Here are all of those with repetend 6, all turning 7 times within a circle. Now we’re getting somewhere!

Here’s the grid for all 100 fractions after a maximum of 100 walks. It’s starting to look interesting! There are other nice regular shapes and patterns developing too. Look at 27 for example, with repetend 3, making a shape of rotational symmetry 4. Or 81, which is making a ten-petalled flower (81 is 0.012345679 recurring, repetend 9)

A lot of others look more like a scribble, but you can isolate most of the trails to look like they may end up going round in a circle in due course. On re-watching the animated version, I noticed that 7 and all its multiples returned to the start after 42 walks. 42 is 6 x 7, or (repetend) * (repetend +1). As I was changing direction (repetend+1) times and there are (repetend) numbers in each cycle, that made sense to me. So if I look at a number like 17, which has repetend 16, I might expect it to need 17 * 16 = 273 digits before returning. Now I only had 100 digits in my data, but the trail for 17 looks like it might be about a third of a way round a big circular coil. Perhaps I could test this by bringing in more numbers? 97 would be the worst – with a repetend of 96 it would need 97 * 96 = 9313 numbers in my dataset. But with every fraction being a recurring decimal, at least I knew the exact digits to bring in, even 9000+ decimal places in.

Well, it works, but the sheer sweeping scale of the larger repetend numbers (I told you I typed the word “repetend” rather a lot) means that this viz, though accurate, isn’t the most aesthetically pleasing. At this point I wanted to see the individual shapes of all 100 decimals equally. This meant making the decision to go back to a rigid grid structure and normalising so that all one hundred fractions had equal prominence.

But before I do this, I wanted to convince myself that there was sense to what I’d done. Changing direction (repetend+1) times seemed to work, but was I really sure why? I resorted to a visual explanation which helped the penny drop for me, so I hope does the same for you:

As won’t be a surprise by now, I started by considering the number 7 and why it worked. Going “out of synch” by one allowed all of the six numbers (in this case demonstrated by coloured blobs) to be in all possible positions round the circle 1 to 7, meaning that whatever the magnitude of each digit (each coloured blob), everything would cancel out in both magnitude and position. It also, I was rather pleased to notice, a plausible Ultimate Question to the answer of Life, the Universe and Everything, as the 6×7 total digits involved nicely combined to 42!

And why doesn’t it work using the repetend itself (without adding one?)

In this case, being “in synch” means that it’s not possible to retain any symmetry and the path will continue to spiral – as I’d tried to explain in words further above in this post.

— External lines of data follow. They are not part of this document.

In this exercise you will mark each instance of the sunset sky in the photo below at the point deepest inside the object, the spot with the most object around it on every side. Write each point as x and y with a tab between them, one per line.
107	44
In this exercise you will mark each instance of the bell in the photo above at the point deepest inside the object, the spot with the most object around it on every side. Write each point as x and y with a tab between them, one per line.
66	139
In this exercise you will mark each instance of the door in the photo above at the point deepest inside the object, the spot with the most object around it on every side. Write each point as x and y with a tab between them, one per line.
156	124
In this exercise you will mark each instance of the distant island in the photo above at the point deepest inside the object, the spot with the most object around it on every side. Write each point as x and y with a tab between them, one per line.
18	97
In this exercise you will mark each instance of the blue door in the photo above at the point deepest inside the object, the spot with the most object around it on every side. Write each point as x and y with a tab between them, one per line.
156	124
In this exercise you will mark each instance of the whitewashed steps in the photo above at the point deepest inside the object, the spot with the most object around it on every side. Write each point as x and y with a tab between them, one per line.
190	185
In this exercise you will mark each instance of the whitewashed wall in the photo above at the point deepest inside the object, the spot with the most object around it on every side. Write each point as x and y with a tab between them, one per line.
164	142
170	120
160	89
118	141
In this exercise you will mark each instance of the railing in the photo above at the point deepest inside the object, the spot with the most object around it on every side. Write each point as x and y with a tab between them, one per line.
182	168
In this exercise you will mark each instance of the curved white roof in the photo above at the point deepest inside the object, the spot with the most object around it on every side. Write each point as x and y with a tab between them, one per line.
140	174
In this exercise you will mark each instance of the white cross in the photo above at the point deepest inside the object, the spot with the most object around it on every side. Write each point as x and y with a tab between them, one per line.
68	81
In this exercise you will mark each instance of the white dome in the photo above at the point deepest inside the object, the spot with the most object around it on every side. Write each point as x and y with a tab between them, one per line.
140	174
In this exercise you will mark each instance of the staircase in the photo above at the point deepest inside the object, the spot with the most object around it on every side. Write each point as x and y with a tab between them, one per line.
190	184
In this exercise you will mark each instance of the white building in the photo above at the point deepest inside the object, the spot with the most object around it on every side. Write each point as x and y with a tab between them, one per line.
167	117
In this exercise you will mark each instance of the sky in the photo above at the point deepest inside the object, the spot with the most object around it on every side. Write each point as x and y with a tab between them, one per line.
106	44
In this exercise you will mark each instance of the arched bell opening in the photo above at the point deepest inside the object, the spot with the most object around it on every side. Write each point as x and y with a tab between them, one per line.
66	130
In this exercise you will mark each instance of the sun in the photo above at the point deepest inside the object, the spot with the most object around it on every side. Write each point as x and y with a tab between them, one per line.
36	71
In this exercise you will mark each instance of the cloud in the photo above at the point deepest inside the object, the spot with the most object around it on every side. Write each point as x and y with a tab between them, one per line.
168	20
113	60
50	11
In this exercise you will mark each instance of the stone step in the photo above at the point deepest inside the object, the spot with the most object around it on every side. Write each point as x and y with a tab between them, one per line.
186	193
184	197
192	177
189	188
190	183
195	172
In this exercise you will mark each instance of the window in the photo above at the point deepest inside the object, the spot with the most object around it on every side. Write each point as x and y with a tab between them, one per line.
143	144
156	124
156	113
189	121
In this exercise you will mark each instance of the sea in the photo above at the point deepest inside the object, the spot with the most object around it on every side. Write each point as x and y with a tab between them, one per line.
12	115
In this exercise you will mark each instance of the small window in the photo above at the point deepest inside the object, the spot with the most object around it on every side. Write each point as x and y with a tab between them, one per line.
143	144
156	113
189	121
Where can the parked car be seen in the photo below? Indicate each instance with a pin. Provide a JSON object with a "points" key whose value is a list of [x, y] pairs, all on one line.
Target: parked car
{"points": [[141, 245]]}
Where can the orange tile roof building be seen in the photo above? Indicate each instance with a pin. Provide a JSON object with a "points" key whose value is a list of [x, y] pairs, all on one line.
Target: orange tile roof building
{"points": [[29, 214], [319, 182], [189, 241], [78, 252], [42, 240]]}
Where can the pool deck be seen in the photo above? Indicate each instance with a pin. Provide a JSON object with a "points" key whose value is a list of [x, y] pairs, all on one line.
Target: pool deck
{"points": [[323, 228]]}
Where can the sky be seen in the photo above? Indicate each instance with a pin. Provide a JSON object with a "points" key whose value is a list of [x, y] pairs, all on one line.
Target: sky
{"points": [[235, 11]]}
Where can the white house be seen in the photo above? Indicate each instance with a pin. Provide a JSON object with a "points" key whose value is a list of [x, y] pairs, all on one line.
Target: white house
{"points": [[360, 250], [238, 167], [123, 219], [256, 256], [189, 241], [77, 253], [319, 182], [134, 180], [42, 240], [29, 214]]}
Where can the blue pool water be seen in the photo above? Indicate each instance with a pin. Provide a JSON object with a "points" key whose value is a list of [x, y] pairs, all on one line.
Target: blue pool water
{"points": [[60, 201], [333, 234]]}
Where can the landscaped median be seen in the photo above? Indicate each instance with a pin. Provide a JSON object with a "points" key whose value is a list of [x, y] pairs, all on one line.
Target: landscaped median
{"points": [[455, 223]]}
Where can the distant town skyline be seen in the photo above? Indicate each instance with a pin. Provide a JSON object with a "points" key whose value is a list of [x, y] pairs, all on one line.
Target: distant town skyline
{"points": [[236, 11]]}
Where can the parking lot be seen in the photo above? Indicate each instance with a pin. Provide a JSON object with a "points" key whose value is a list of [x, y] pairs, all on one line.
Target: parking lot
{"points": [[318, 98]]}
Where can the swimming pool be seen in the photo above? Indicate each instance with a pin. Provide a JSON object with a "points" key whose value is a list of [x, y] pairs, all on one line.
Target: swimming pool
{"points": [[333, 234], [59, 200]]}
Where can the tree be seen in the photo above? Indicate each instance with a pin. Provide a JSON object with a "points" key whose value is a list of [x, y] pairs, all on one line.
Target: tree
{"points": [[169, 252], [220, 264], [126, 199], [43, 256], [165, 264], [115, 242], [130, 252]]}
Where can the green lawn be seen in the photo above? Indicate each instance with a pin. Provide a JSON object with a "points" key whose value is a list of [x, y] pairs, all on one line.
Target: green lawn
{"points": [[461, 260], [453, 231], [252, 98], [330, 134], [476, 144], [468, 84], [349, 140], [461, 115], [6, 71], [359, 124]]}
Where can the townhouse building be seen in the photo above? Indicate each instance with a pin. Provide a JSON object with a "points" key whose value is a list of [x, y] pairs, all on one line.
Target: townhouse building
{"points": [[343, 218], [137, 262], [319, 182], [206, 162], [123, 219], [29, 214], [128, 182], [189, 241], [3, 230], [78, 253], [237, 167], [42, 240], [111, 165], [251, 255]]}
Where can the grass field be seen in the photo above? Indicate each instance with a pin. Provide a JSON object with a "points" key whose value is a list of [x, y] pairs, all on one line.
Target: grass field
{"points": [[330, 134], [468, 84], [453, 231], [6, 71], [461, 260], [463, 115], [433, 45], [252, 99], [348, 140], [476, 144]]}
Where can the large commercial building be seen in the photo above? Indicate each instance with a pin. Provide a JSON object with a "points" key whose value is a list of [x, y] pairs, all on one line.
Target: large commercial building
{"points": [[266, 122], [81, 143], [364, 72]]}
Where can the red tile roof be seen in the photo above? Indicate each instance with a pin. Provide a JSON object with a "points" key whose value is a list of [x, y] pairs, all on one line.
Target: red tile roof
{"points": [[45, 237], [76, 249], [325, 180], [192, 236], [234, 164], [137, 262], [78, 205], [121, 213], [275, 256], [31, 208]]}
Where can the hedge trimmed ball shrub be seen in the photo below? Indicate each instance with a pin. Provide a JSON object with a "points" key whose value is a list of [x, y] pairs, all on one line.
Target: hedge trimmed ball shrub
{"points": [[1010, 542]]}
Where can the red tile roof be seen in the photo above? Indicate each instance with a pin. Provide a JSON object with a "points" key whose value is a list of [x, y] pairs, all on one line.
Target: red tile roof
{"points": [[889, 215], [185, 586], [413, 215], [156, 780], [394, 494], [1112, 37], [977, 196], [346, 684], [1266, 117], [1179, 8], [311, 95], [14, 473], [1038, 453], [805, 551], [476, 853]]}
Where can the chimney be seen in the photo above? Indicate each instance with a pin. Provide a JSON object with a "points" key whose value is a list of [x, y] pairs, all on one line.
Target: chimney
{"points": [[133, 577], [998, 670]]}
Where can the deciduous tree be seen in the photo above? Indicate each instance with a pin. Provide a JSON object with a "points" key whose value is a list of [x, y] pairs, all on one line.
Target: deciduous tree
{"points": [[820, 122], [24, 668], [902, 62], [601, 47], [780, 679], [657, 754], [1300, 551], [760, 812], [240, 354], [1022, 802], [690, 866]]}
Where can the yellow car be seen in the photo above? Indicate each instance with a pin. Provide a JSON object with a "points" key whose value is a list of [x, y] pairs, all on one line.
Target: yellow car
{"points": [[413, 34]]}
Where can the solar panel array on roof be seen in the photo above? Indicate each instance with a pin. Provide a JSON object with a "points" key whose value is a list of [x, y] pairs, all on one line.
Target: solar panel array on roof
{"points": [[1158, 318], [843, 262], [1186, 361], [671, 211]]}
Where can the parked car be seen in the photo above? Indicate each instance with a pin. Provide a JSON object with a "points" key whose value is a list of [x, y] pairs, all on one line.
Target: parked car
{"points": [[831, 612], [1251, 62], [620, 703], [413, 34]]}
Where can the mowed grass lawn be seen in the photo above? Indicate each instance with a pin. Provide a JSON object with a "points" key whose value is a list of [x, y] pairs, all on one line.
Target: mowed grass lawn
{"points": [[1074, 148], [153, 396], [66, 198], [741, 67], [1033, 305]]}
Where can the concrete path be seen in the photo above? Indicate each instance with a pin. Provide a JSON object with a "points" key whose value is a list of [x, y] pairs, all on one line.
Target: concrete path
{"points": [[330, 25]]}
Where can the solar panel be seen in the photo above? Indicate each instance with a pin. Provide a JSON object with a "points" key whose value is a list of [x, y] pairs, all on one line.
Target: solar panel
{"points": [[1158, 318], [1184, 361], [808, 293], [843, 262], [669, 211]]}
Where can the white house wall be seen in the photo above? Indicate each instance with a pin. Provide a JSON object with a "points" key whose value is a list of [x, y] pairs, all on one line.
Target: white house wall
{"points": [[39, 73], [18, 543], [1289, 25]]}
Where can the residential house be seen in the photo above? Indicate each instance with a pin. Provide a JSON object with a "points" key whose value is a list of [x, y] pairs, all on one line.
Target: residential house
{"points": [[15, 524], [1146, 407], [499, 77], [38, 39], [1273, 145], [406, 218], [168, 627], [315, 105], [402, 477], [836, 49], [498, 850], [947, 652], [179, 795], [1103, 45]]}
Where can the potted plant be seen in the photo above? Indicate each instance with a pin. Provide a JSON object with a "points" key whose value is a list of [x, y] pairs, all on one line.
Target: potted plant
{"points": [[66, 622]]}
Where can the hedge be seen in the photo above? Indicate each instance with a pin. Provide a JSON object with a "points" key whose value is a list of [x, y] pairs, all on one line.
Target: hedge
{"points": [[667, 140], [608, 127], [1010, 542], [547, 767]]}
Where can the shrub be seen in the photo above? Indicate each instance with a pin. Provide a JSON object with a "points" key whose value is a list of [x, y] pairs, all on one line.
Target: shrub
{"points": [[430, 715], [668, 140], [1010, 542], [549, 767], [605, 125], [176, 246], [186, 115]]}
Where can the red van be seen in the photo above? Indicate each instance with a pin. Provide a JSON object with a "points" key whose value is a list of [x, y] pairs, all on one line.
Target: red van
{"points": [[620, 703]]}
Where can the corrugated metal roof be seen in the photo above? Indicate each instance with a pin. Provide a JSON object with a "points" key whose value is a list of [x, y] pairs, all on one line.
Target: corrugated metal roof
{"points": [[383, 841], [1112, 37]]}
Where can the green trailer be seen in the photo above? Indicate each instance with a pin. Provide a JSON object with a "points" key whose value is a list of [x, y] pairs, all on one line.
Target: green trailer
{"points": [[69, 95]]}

Back to the final visualisation – I owe a lot of thanks to Michelle Gaudette who started the process by offering feedback and in the end talked me out of inappropriate colours, designed the more stable grid structure in Tableau containers, implemented collapsible buttons for instructions, recorded and hosted superior animations for the instruction pane, solved the problem of implementing viz in tooltips, and devised a subtle colour gradient highlight scheme that I had never before considered, let alone attempted, all while having to listen to me ramble on about repetends and formulate ideas. What started out as friendly feedback ended as an invaluable contribution to a true collaboration, thank you!

The result is shown here – first in greyscale, which I couldn’t resist including here because I think it really replicates the idea of pencil and paper sketches …

… and then in colour version (click through to see the full interactive version on Tableau Public with animated gif embedded)

I hope that was of interest to anyone (like me) with a fascination about numbers and their patterns – anyone is welcome to download the final workbook from Tableau Public, as I feel like there is more to this dataset in terms of possible visualisations. I’m certainly open to more suggestions!